Un conocido, no hace mucho, me hablaba de los niños marroquíes acogidos en nuestra ciudad de forma despectiva. “Que se vayan a su país”, me decía.
Yo traté de explicarle que por el mal que hayan podido hacer unos pocos no tienen que ser señalados con el dedo acusador de la intolerancia el resto, y le puse como ejemplo el de Mohamed Marhoum, atleta y ex interno en el centro la ‘Esperanza’, ahora español de pleno derecho y con los Juegos Olímpicos como meta.
Nuevamente la réplica fue bastante triste: “¿un corredor? ¿delante de quién corría, de la Guardia Civil?”.
Esta conversación me hizo reflexionar. Siempre he sido un férreo defensor de la tolerancia y convivencia en esta ciudad, pero desde que hay internet y uno lee los comentarios de sus paisanos en las noticias publicadas en la red de redes la cosa cambia.
El asunto de los MENA parece ser una mecha, y cuando uno oye a dirigentes relacionar la “inseguridad ciudadana” con la inmigración es cuando te echas las manos a la cabeza y dices “¡socorro!”.
A través de mi trabajo y mi relación con el deporte, he podido conocer a algunos de estos marroquíes cuyo único delito era el de querer llegar primero a meta o anotar un buen gol.

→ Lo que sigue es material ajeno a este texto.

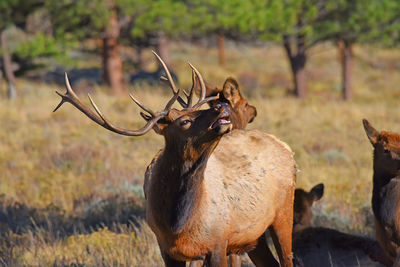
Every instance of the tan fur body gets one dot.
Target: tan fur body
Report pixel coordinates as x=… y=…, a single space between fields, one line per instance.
x=386 y=190
x=249 y=179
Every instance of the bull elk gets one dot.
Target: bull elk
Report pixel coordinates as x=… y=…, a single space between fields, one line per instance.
x=210 y=193
x=324 y=247
x=386 y=190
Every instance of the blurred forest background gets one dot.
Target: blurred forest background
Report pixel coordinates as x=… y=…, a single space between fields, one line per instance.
x=71 y=193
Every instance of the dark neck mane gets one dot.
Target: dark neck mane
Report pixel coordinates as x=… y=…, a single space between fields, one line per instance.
x=181 y=174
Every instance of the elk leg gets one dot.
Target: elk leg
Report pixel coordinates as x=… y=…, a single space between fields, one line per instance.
x=261 y=255
x=170 y=262
x=281 y=233
x=234 y=260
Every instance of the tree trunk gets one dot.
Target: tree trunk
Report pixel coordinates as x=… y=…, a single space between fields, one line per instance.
x=112 y=62
x=141 y=62
x=346 y=58
x=297 y=64
x=162 y=47
x=7 y=66
x=221 y=50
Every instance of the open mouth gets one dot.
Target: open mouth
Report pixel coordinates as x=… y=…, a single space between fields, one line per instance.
x=224 y=120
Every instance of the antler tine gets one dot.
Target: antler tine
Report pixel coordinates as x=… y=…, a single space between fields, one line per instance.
x=180 y=100
x=200 y=103
x=72 y=98
x=108 y=125
x=172 y=101
x=202 y=84
x=100 y=119
x=141 y=106
x=171 y=81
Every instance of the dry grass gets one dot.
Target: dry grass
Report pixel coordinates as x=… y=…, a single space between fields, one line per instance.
x=70 y=192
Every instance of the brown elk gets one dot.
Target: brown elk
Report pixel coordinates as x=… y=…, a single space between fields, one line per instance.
x=386 y=190
x=202 y=202
x=241 y=112
x=324 y=247
x=303 y=201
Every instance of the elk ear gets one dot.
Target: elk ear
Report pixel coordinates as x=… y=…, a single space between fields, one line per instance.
x=317 y=192
x=371 y=132
x=231 y=91
x=210 y=90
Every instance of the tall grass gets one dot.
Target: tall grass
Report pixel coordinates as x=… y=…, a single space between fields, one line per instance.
x=70 y=192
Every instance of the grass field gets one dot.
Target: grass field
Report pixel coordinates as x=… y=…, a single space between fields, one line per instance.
x=71 y=192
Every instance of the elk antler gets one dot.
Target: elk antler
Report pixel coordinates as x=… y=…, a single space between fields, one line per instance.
x=151 y=119
x=100 y=119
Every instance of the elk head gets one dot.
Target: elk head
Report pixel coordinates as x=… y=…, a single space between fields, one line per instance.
x=303 y=201
x=386 y=150
x=189 y=127
x=241 y=112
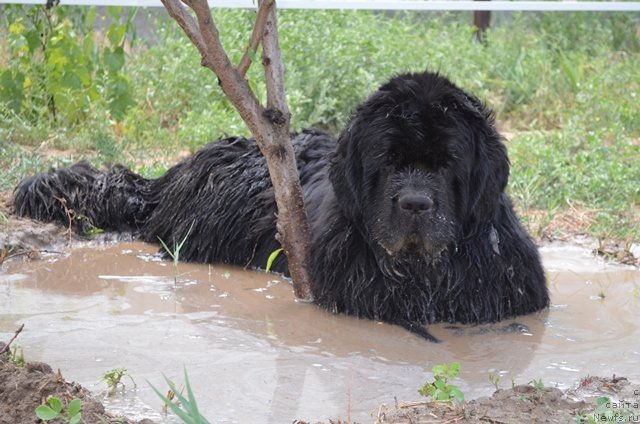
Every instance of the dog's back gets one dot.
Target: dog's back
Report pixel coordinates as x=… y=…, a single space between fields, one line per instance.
x=220 y=199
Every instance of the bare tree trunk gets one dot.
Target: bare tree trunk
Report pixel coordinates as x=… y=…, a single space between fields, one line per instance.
x=269 y=125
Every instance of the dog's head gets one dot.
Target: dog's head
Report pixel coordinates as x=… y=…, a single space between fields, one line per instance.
x=419 y=165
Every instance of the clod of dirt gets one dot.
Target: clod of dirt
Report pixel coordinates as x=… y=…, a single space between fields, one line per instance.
x=23 y=389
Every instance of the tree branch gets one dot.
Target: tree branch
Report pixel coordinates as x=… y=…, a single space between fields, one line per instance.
x=269 y=126
x=273 y=66
x=256 y=36
x=186 y=21
x=8 y=345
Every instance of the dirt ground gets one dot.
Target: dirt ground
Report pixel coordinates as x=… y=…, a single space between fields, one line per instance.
x=23 y=388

Si los tópicos son malos y arriesgados de por sí, mezclarlos con una intolerancia encubierta pero patente es muy peligroso, sobre todo en esta ciudad cuya situación todos conocemos.
Por mi parte, prefiero fijarme y alegrarme por el éxito de personas como Marhoum, a convertir hechos aislados de una minoría en una verdad generalizada con el único fundamento del racismo.